Mais pendant ce temps, nous ne nous sommes pas enrichis de l’intérieur. Saint Paul distinguait ainsi l’homme intérieur et l’homme extérieur. Il disait : que l’homme extérieur se dégrade, ce n’est pas grave si l’homme intérieur, lui, se fortifie. Il serait, sans doute, assez inquiet devant ce qu’il constaterait aujourd’hui.
Le combat existe dans notre société. Il est même terrible sous la forme de la concurrence. Mais c’est un combat vers l’extérieur, alors que le vrai combat de l’homme est un combat intérieur.
Que la bulle extérieure éclate, que nous perdions une bataille dans la compétition extérieure, et nous découvrons alors notre néant intérieur. Le cas classique d’autrefois était celui du banquier qui faisait faillite et qui se suicidait parce que, une fois ruiné, il n’était plus rien. De même pour ceux qui avaient un sens déplacé de l’honneur. Ainsi ce pauvre Vatel qui, ne voyant pas arriver les poissons qu’il comptait présenter à Louis XIV lors d’un souper, préféra se suicider.

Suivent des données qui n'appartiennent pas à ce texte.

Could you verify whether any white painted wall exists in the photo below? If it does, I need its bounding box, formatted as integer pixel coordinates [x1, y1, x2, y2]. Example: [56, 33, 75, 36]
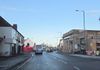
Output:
[0, 27, 16, 56]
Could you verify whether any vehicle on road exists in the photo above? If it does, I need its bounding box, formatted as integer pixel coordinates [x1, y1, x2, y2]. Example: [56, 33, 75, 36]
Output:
[35, 45, 43, 54]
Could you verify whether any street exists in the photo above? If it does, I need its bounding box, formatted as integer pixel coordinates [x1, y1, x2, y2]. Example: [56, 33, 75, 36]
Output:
[18, 52, 100, 70]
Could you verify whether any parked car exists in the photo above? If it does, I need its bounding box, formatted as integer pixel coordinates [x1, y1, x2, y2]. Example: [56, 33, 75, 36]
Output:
[35, 45, 43, 54]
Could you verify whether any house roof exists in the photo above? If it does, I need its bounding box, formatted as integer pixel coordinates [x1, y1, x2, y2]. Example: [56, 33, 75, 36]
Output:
[0, 16, 11, 27]
[0, 16, 24, 37]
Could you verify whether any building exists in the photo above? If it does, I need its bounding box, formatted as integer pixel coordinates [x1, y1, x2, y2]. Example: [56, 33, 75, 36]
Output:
[62, 29, 100, 55]
[0, 16, 24, 56]
[23, 38, 36, 53]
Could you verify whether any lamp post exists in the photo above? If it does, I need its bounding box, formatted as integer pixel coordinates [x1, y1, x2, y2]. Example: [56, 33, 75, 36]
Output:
[76, 10, 86, 49]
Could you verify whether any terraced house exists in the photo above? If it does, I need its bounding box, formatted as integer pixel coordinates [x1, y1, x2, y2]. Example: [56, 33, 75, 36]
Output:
[62, 29, 100, 55]
[0, 16, 24, 56]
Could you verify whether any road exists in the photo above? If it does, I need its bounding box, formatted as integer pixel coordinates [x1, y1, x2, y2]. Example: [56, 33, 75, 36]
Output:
[18, 52, 100, 70]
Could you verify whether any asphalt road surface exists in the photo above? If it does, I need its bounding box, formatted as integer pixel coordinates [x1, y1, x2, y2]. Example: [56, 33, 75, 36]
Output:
[18, 52, 100, 70]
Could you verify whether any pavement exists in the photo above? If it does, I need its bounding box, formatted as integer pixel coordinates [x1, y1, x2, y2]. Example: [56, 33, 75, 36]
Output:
[70, 54, 100, 59]
[0, 54, 32, 70]
[18, 52, 100, 70]
[57, 52, 100, 59]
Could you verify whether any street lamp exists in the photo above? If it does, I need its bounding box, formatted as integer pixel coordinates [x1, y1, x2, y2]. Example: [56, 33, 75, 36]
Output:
[76, 10, 86, 50]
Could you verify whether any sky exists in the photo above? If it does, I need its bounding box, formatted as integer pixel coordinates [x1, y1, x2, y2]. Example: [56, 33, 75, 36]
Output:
[0, 0, 100, 46]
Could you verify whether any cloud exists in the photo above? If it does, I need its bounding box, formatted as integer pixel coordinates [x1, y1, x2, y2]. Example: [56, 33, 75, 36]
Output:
[87, 10, 100, 14]
[0, 6, 17, 11]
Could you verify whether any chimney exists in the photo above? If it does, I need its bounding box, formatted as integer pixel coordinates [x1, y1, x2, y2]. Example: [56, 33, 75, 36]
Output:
[13, 24, 17, 30]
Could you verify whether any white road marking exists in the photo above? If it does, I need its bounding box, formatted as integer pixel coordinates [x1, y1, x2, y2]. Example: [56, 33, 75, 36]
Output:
[73, 66, 80, 70]
[47, 55, 68, 64]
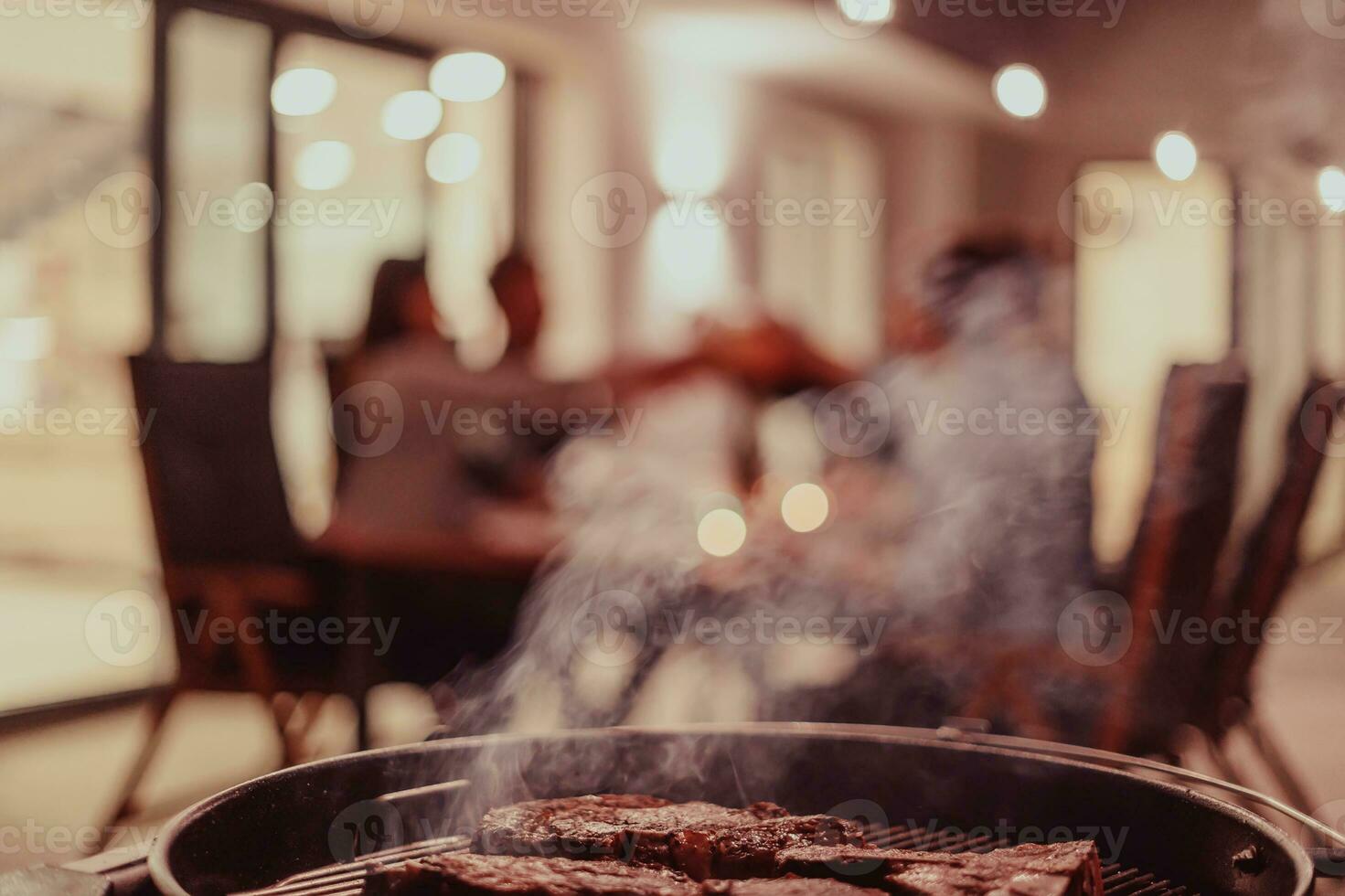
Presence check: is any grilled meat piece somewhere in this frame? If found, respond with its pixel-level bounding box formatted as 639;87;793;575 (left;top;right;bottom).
365;853;700;896
776;847;966;887
474;794;863;880
700;874;883;896
776;839;1103;896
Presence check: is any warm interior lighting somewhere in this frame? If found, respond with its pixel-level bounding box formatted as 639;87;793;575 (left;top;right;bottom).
294;140;355;189
994;62;1046;118
837;0;896;24
646;199;731;312
780;482;831;531
271;69;336;116
425;133;482;183
1317;165;1345;211
0;317;55;360
696;507;748;557
383;91;443;140
429;52;505;102
1154;131;1200;180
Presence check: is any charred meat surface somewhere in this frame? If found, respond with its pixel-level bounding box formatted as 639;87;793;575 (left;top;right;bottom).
776;841;1103;896
702;874;882;896
474;794;863;880
365;853;700;896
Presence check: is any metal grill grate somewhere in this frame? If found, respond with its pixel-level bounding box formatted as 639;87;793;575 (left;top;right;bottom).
869;826;1196;896
234;827;1196;896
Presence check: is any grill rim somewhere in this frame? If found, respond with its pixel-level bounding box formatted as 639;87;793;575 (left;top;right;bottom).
148;722;1314;896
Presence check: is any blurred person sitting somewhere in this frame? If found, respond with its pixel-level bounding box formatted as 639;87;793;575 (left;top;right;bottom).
879;229;1094;637
801;229;1094;739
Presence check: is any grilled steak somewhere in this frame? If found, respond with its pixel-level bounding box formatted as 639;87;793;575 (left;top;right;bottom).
776;839;1103;896
365;853;700;896
700;874;883;896
474;794;863;880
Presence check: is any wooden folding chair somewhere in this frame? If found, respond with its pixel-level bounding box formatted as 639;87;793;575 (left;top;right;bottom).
1194;379;1345;808
1096;357;1247;754
117;355;371;818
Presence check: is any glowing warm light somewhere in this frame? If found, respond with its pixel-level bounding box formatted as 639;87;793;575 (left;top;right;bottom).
780;482;831;531
1154;131;1200;180
271;69;336;116
647;197;731;312
837;0;896;24
425;133;482;183
294;140;355;189
429;52;506;102
1317;165;1345;211
0;317;55;360
696;507;748;557
994;62;1046;118
383;91;443;140
234;180;276;233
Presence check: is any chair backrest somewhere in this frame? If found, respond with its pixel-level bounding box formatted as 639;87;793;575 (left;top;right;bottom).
1099;359;1247;750
131;355;303;565
1206;379;1345;727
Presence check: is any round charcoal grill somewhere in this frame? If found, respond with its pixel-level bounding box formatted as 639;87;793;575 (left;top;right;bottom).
41;724;1345;896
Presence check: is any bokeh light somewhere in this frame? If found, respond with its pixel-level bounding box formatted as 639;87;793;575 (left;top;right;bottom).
383;91;443;140
425;133;482;183
271;69;336;116
429;52;506;102
294;140;355;189
1154;131;1200;180
780;482;831;531
696;507;748;557
994;62;1046;118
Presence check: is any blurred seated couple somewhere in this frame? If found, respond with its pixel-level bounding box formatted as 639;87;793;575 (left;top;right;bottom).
424;229;1094;740
323;251;843;681
332;253;860;554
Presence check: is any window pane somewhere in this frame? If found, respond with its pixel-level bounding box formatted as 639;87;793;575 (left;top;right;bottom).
163;11;271;360
0;12;155;565
273;35;422;342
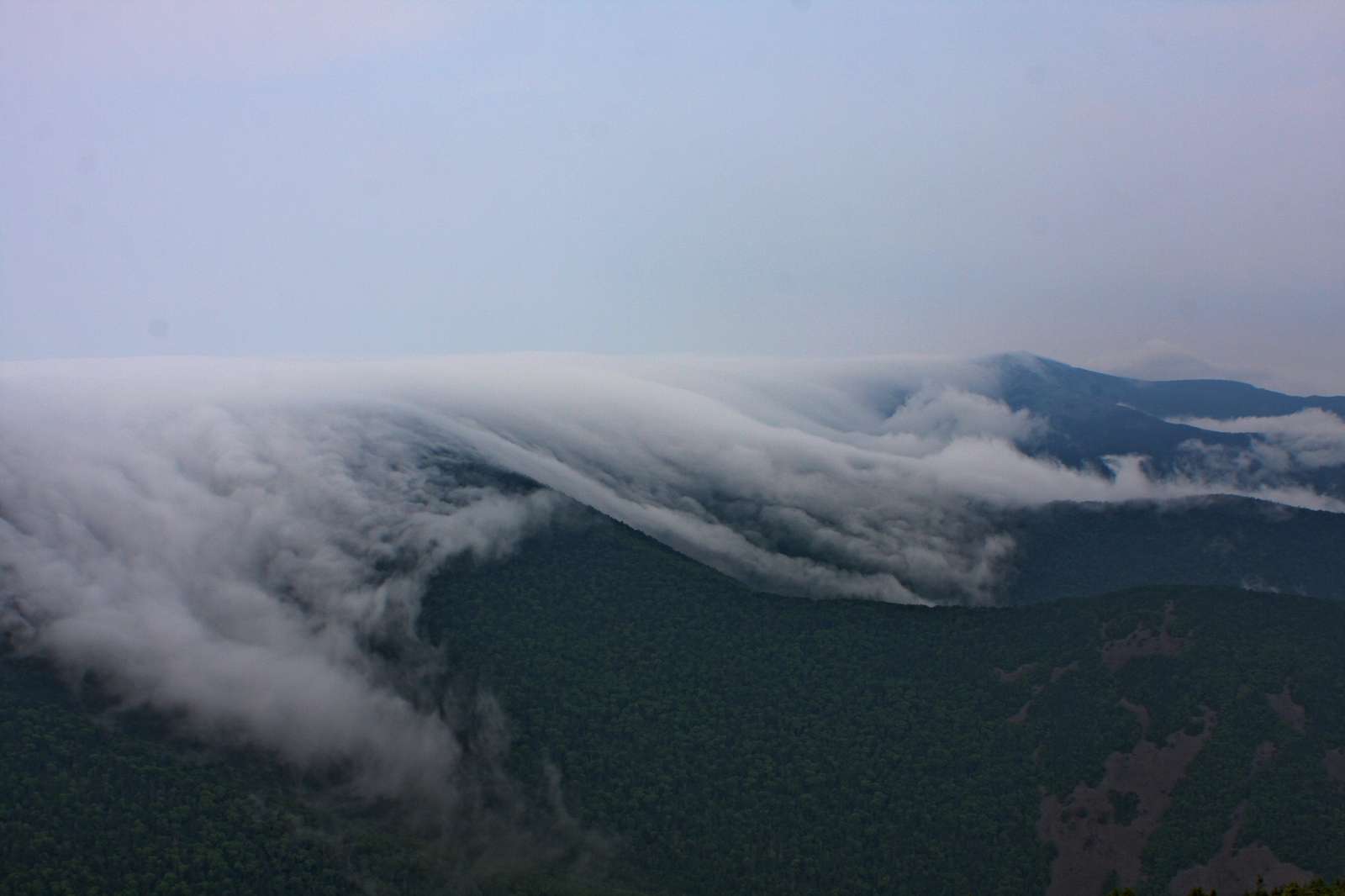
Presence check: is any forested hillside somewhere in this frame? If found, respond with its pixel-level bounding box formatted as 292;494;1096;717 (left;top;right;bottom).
422;516;1345;893
997;495;1345;604
0;515;1345;896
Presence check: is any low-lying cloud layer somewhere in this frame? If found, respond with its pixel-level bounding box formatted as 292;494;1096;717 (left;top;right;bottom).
0;346;1345;845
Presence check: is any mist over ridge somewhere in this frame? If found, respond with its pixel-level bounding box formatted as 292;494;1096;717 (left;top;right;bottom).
0;354;1345;845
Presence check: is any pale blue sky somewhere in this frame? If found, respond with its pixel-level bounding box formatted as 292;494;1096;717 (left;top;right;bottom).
0;0;1345;392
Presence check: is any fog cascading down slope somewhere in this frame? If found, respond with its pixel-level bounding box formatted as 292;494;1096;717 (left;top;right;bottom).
0;356;1345;845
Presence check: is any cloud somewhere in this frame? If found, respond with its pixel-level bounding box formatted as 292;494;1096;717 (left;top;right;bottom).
0;379;581;847
0;356;1345;851
1173;408;1345;473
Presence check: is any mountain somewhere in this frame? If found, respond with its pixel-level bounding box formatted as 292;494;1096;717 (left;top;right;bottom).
422;509;1345;893
978;354;1345;497
0;515;1345;896
997;495;1345;604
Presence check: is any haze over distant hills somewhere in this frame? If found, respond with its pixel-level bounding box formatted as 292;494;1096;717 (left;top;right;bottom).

De même qu’il suffit de peu de chose pour qu’un couple se sépare, il suffit de peu de chose pour que l’image idéale que nous avions de nous-même et que nous voulions offrir aux autres vole en éclats. Et si nous n’étions que notre image, la destruction de cette image est mortelle.
Qui n’a pas connu d’échec ou de déception ? Qui, un jour, ne s’est pas trouvé coincé dans une situation apparemment sans issue ? Qui n’a pas éprouvé, une fois ou l’autre, le dégoût de soi-même ? Tout cela n’est pas nouveau. Mais nous manquons de patience et de confiance en nous-même. Cela est vrai pour les individus comme pour les couples.
Ne croyant pas en Dieu ou l’ayant renvoyé trop loin de nous, nous ne croyons pas à la vie.
Le suicide est un crime contre soi-même. Il contredit le commandement de Dieu : « Tu ne tueras pas ». Mais l’Église sait combien l’homme moderne est affaibli intérieurement, combien les malaises psychiques se multiplient dans notre société, combien l’interdit est devenu inopérant.
Donc, à moins que le suicidé n’ait clairement fait de son acte une manifestation de son irréligion, le prêtre ne refusera pas les obsèques à la famille qui les demande. La famille et l’entourage d’un suicidé ont, plus que tout autres, besoin de réconfort. Le défunt lui-même, qui ne pouvait plus se supporter et qui ne comptait pas assez sur l’aide des autres, a droit à notre prière.
Mais les obsèques religieuses ne sont pas une approbation. En amont, que faire pour que tels et tels de nos semblables ne se croient pas si abandonnés qu’ils ne voient d’issue que dans le suicide ?
Texte paru dans la publication de la Conférence des Evêques de France, Simples questions sur la vie.